Да и как, в самом деле, мог он что-либо объяснить, если даже сам Ангел воскликнул ошарашенно:
— Вот тебе и раз! Кто ж знал, что Артем Иваныч и в Этой жизни выберет социализм?
Самолет, на котором Ильин чего-то там прорвал в пространстве-времени и сверзился в Черную лужу, и впрямь сделан был в знаменитом бюро Героя и лауреата Микояна Артема Ивановича, сделан был его наследниками и учениками, поскольку сам конструктор в Той жизни почил в бозе аж в семидесятом, Ильин его уж и не застал.
А в Этой тоже почил? Или не почил?..
— Знал бы, где упасть, соломки подстелил бы, — оригинально заявил Ильин Ангелу. — Чего будем делать? Уйдем в несознанку?
— Из любой ситуации, даже самой безвыходной… — наставительно начал Ангел, но закончить тоже оригинальную мысль не успел.
С тяжким грохотом раскололось задымленное оконное стекло, осколки посыпались на пол, на столы, прямо в супы, жульены и иные герихты, в бокалы и стаканы, на головы вкушающих, на плечи и за шивороты, за декольте, на брюки и на юбки, и вот уже кто-то крикнул от боли, а кто-то от страха, и вот уже чья-то кровь красиво обагрила накрахмаленную скатерть, и боковым зрением Ильин поймал какое-то скоростное движение в ресторанном пространстве-времени, будто рассек его немедленный самолет конструкции Героя и лауреата.
— Здравствуйте, Иван Петрович, — сказал мужчина красивым баритоном. — Если хотите сесть, садитесь прямо на кровать. Здешние эскулапы на мебель не щедры. Да ведь их и понять можно. Кто контингент? Психи буйные. Мебели на них не напасешься… Так что садитесь, садитесь. Даст Бог, насидеться здесь не придется…
Качки топтались у двери.
Ангел опять увял.
Ильин сел на кровать. Пружинная сетка, как батут, упруго подалась под задницей. Ильин аж ухватился за спинку, чтоб не опрокинуться.
Мужчина засмеялся.
— Аттракцион, — сказал мужчина. — Как же на ней спать-то?.. — Ответа он ни от кого не ждал, посему обернулся к качкам: — А вы, мальчики, идите, оставьте нас, мы тут сами разберемся.

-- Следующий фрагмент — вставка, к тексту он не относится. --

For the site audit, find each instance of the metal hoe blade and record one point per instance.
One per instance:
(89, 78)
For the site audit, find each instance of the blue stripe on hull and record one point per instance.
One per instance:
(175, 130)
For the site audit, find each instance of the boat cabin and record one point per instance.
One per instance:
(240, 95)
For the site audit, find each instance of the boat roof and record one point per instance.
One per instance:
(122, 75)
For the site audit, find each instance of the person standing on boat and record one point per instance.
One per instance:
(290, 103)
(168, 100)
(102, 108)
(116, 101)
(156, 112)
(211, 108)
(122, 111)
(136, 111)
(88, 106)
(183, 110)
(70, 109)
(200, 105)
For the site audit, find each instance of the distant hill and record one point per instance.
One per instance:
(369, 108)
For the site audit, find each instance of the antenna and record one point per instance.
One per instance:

— А это… — косноязычно начал один из мальчиков, намекая, видно, на буйство духов, на легкий полтергейст, который вполне способен учинить помешанный Ильин.
— А вы недалеко, — мгновенно усек мужчина. — Вы за дверью побудьте, ежели что… Да только, думаю, Иван Петрович бунтовать не станет. Ведь не псих же он.
Ильин молчал, не собираясь подтверждать смелое предположение. Хотя молчание — знак согласия. Мужчина так и понял.
— Я кликну, — ласково сказал он качкам, и те неохотно слиняли, но дверь прикрыли не плотно, оставив-таки щелочку для контроля. — Ах, непослушные, — вздохнул мужчина, но с места не двинулся и обратился к помешанному Ильину: — Вы, надеюсь, поняли, Иван Петрович, куда это мальчики вас привезли?
— Чего ж не понять, — буркнул Ильин. — И психу ясно…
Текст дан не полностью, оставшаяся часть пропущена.